Chemokines are signal proteins or peptides secreted by cells, which direct the movement of responding immune cells. The secretion of inflammatory cytokines is induced by inflammatory processes and pathogens. This causes the recruitment of leucocytes along a concentration gradient to the source of chemokine production. Dysregulation of chemokines plays a destructive role in many chronic inflammatory diseases like arthritis, multiple sclerosis and colitis. Due to the high presence of chemokines, originally providing the clearance of pathogens and damaged tissue, enhanced influx of immune cells causes attack of endogenous healthy structures in these diseases.
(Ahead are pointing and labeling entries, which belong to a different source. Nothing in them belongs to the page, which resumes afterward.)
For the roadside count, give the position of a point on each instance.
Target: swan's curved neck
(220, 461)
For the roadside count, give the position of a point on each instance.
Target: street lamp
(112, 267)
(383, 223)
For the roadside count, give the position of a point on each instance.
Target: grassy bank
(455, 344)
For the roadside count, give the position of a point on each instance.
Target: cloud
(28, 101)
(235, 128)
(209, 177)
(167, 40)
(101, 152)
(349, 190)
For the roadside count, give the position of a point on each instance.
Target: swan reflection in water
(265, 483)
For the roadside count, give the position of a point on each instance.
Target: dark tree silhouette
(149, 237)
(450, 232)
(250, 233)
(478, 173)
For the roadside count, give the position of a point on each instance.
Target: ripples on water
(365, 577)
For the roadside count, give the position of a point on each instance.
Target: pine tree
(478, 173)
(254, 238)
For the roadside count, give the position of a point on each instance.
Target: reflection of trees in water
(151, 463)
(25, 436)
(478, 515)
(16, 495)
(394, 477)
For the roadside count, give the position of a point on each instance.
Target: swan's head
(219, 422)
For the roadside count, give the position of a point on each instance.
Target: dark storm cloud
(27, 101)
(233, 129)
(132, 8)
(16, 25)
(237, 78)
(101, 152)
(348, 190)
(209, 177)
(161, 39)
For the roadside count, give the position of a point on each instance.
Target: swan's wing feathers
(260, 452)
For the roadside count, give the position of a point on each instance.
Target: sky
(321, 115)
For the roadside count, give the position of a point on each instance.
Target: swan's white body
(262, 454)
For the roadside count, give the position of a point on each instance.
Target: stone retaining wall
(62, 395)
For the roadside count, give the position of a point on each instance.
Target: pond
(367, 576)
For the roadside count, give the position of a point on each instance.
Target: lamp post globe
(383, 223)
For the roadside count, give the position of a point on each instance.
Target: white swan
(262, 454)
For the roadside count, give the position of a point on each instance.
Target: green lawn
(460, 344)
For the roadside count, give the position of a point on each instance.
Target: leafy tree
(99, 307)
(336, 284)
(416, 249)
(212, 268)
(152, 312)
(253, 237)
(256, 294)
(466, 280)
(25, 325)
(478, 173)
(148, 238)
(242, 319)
After cleavage of the signal peptide, some chemokines possess an N-terminal glutamine residue, which is subsequently converted to pyroglutamate under physiological conditions by glutaminyl cyclase activity. The resulting lactam ring is not protonated in the physiological pH range. This provides an elevated resistance against aminopeptidases and exoproteases, which need a protonated amino group for substrate binding.
Furthermore, enhanced receptor activation could be shown for the respective chemokines after N-terminal pyroglutamate formation. Chemokine cleavage by endoproteases, like matrix metalloproteinases, is not affected by an N-terminal pyroglutamate. However, it was described that truncation of chemokines by matrix metalloproteinases results in receptor antagonists, which are able to bind, but fail to activate the chemokine receptor.
Our approach is the development of protein drugs, which neutralize post-translationally modified chemokines. Besides the N-terminal modifications, also other structural elements might be important. In addition to antibodies, therapeutic proteins with antibody like properties will be developed in cooperation with industry partners.